2020年から法改正により遺言の方式の一部が変わります。

その中の「新しい財産目録の作り方」「法務局における遺言書の保管制度」の2つについて解説していきます。

遺言の種類

新しい方式の前に、まずは簡単に遺言の種類について確認します。

遺言書には、次の3つの種類があります。

自筆証書遺言

遺言の内容全てを自筆で作成する遺言です。

遺言の全文、日付及び氏名を自書し、押印しなければなりません。

全てを自書することは大変ですが、作成自体に証人等も不要なため最も手軽に作成できます。

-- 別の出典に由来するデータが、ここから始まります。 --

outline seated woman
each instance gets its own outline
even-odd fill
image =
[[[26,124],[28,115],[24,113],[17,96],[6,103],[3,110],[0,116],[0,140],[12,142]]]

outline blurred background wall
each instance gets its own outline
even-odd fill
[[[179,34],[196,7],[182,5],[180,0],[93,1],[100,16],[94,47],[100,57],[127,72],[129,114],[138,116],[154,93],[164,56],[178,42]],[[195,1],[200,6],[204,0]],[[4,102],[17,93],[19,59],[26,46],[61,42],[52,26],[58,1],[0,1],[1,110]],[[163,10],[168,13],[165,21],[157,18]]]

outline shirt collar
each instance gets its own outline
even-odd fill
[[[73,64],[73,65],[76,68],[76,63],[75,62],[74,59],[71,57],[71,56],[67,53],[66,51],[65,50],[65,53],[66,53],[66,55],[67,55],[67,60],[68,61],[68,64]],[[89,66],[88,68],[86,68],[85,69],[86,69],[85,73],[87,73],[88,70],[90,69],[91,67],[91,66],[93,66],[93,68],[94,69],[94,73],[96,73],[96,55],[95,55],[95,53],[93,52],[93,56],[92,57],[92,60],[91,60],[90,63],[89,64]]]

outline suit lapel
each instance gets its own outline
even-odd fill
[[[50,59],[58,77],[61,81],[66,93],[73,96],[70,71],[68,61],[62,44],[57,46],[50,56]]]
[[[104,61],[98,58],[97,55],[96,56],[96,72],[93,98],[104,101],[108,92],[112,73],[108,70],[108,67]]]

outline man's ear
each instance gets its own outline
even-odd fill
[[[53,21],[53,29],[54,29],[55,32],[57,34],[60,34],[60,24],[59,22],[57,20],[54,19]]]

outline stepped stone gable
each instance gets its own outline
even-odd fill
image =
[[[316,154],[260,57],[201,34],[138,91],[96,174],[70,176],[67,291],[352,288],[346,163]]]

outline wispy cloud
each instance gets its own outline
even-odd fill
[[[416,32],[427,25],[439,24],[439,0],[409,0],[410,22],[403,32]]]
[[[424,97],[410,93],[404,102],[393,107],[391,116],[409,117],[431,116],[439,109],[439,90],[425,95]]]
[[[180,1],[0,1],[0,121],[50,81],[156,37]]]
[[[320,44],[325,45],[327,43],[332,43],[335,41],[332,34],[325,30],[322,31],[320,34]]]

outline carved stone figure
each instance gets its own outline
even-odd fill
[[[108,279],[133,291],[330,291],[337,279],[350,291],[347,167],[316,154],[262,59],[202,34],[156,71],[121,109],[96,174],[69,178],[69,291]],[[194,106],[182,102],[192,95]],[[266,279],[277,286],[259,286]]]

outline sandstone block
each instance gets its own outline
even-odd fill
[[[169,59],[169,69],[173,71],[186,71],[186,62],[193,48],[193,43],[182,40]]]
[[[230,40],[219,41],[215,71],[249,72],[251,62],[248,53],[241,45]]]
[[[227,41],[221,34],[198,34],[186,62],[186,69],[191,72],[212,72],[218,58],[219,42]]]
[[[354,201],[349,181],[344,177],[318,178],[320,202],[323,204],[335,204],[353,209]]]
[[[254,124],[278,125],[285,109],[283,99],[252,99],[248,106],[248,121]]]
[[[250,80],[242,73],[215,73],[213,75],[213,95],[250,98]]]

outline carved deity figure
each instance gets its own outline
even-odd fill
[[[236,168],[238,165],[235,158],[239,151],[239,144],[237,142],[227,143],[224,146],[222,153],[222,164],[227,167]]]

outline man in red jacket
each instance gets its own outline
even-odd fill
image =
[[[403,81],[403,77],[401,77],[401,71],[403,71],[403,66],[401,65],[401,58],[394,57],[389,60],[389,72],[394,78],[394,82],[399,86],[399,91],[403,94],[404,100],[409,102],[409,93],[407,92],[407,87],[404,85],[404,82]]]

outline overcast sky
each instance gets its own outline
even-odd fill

しかし、遺言の紛失や偽造、形式不備のおそれがあります。

公正証書遺言

公正証書で作成する遺言です。

遺言者から内容を確認のうえ、公証人が遺言を作成します。作成時には、公証人と遺言者の他に証人2人が立ち会います。

作成の手間はかかりますが、公証人の目が入るため形式不備のおそれはなく、作成後は原本を公証役場が保管するため紛失、偽造のおそれもありません。

秘密証書遺言

こちらも公証人と証人2人の立ち合いのもと作成します。

公正証書遺言との違いは、遺言書の内容は公証人等に開示せず、遺言書を入れた封筒を差し出す点にあります。

内容を誰にも知られずに作成できます。

しかし、自筆証書遺言と同様に形式不備の可能性は残ってしまいまし、保管も自分で行なう必要があります。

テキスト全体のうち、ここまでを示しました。